Code for ICLR 2020 paper "VL-BERT: Pre-training of Generic Visual-Linguistic Representations".

Overview

VL-BERT

By Weijie Su, Xizhou Zhu, Yue Cao, Bin Li, Lewei Lu, Furu Wei, Jifeng Dai.

This repository is an official implementation of the paper VL-BERT: Pre-training of Generic Visual-Linguistic Representations.

Update on 2020/01/16 Add code of visualization.

Update on 2019/12/20 Our VL-BERT got accepted by ICLR 2020.

Introduction

VL-BERT is a simple yet powerful pre-trainable generic representation for visual-linguistic tasks.
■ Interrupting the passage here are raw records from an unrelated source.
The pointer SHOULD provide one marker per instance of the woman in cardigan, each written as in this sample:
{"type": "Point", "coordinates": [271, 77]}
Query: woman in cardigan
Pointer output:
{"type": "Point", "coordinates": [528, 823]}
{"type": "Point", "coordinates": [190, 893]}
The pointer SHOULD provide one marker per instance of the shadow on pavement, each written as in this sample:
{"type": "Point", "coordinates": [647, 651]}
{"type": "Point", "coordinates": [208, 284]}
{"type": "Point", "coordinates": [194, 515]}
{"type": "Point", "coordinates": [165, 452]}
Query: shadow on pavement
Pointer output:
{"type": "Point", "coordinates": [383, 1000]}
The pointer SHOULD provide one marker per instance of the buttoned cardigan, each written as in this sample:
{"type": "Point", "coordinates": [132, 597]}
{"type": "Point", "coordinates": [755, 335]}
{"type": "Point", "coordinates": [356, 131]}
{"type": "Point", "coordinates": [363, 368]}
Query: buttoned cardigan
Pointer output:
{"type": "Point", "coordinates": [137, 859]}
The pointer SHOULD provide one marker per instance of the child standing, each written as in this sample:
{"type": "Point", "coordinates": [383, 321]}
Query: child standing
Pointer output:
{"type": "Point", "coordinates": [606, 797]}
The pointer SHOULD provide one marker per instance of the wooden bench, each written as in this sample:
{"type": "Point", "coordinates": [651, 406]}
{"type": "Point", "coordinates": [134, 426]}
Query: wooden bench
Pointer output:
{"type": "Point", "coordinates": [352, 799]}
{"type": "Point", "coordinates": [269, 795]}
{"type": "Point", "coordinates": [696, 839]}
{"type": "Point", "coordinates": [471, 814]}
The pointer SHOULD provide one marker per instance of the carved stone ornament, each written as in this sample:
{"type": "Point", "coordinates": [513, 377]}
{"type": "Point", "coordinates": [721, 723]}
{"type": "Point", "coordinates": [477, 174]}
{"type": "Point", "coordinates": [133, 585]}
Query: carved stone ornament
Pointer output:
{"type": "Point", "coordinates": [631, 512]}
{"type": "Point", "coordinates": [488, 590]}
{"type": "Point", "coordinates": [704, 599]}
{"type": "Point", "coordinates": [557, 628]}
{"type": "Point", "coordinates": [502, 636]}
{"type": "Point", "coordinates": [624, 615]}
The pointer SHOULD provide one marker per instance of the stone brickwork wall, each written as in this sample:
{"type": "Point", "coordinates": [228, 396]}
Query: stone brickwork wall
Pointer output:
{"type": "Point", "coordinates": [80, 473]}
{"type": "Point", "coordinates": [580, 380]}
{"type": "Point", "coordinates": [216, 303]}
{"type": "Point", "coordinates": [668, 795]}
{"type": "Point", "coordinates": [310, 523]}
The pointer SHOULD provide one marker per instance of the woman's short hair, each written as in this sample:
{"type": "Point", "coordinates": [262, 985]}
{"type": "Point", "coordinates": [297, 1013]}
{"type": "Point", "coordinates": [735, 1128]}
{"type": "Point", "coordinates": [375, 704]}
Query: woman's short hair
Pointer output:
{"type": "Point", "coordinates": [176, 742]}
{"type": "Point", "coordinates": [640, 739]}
It is pre-trained on the massive-scale caption dataset and text-only corpus, and can be fine-tuned for various down-stream visual-linguistic tasks, such as Visual Commonsense Reasoning, Visual Question Answering and Referring Expression Comprehension.

Thanks to PyTorch and its 3rd-party libraries, this codebase also contains following features:

  • Distributed Training
  • FP16 Mixed-Precision Training
  • Various Optimizers and Learning Rate Schedulers
  • Gradient Accumulation
  • Monitoring the Training Using TensorboardX

Citing VL-BERT

@inproceedings{
  Su2020VL-BERT:,
  title={VL-BERT: Pre-training of Generic Visual-Linguistic Representations},
  author={Weijie Su and Xizhou Zhu and Yue Cao and Bin Li and Lewei Lu and Furu Wei and Jifeng Dai},
  booktitle={International Conference on Learning Representations},
  year={2020},
  url={https://openreview.net/forum?id=SygXPaEYvH}
}

Prepare

Environment

  • Ubuntu 16.04, CUDA 9.0, GCC 4.9.4
  • Python 3.6.x
    # We recommend you to use Anaconda/Miniconda to create a conda environment
    conda create -n vl-bert python=3.6 pip
    conda activate vl-bert
  • PyTorch 1.0.0 or 1.1.0
    conda install pytorch=1.1.0 cudatoolkit=9.0 -c pytorch
  • Apex (optional, for speed-up and fp16 training)
    git clone https://github.com/jackroos/apex
    cd ./apex
    pip install -v --no-cache-dir --global-option="--cpp_ext" --global-option="--cuda_ext" ./  
  • Other requirements:
    pip install Cython
    pip install -r requirements.txt
  • Compile
    ./scripts/init.sh

Data

See PREPARE_DATA.md.

Pre-trained Models

See PREPARE_PRETRAINED_MODELS.md.

Training

Distributed Training on Single-Machine

./scripts/dist_run_single.sh <num_gpus> <task>/train_end2end.py <path_to_cfg> <dir_to_store_checkpoint>
  • <num_gpus>: number of gpus to use.
  • <task>: pretrain/vcr/vqa/refcoco.
  • <path_to_cfg>: config yaml file under ./cfgs/<task>.
  • <dir_to_store_checkpoint>: root directory to store checkpoints.

Following is a more concrete example:

./scripts/dist_run_single.sh 4 vcr/train_end2end.py ./cfgs/vcr/base_q2a_4x16G_fp32.yaml ./

Distributed Training on Multi-Machine

For example, on 2 machines (A and B), each with 4 GPUs,

run following command on machine A:

./scripts/dist_run_multi.sh 2 0 <ip_addr_of_A> 4 <task>/train_end2end.py <path_to_cfg> <dir_to_store_checkpoint>

run following command on machine B:

./scripts/dist_run_multi.sh 2 1 <ip_addr_of_A> 4 <task>/train_end2end.py <path_to_cfg> <dir_to_store_checkpoint>

Non-Distributed Training

./scripts/nondist_run.sh <task>/train_end2end.py <path_to_cfg> <dir_to_store_checkpoint>

Note:

  1. In yaml files under ./cfgs, we set batch size for GPUs with at least 16G memory, you may need to adapt the batch size and gradient accumulation steps according to your actual case, e.g., if you decrease the batch size, you should also increase the gradient accumulation steps accordingly to keep 'actual' batch size for SGD unchanged.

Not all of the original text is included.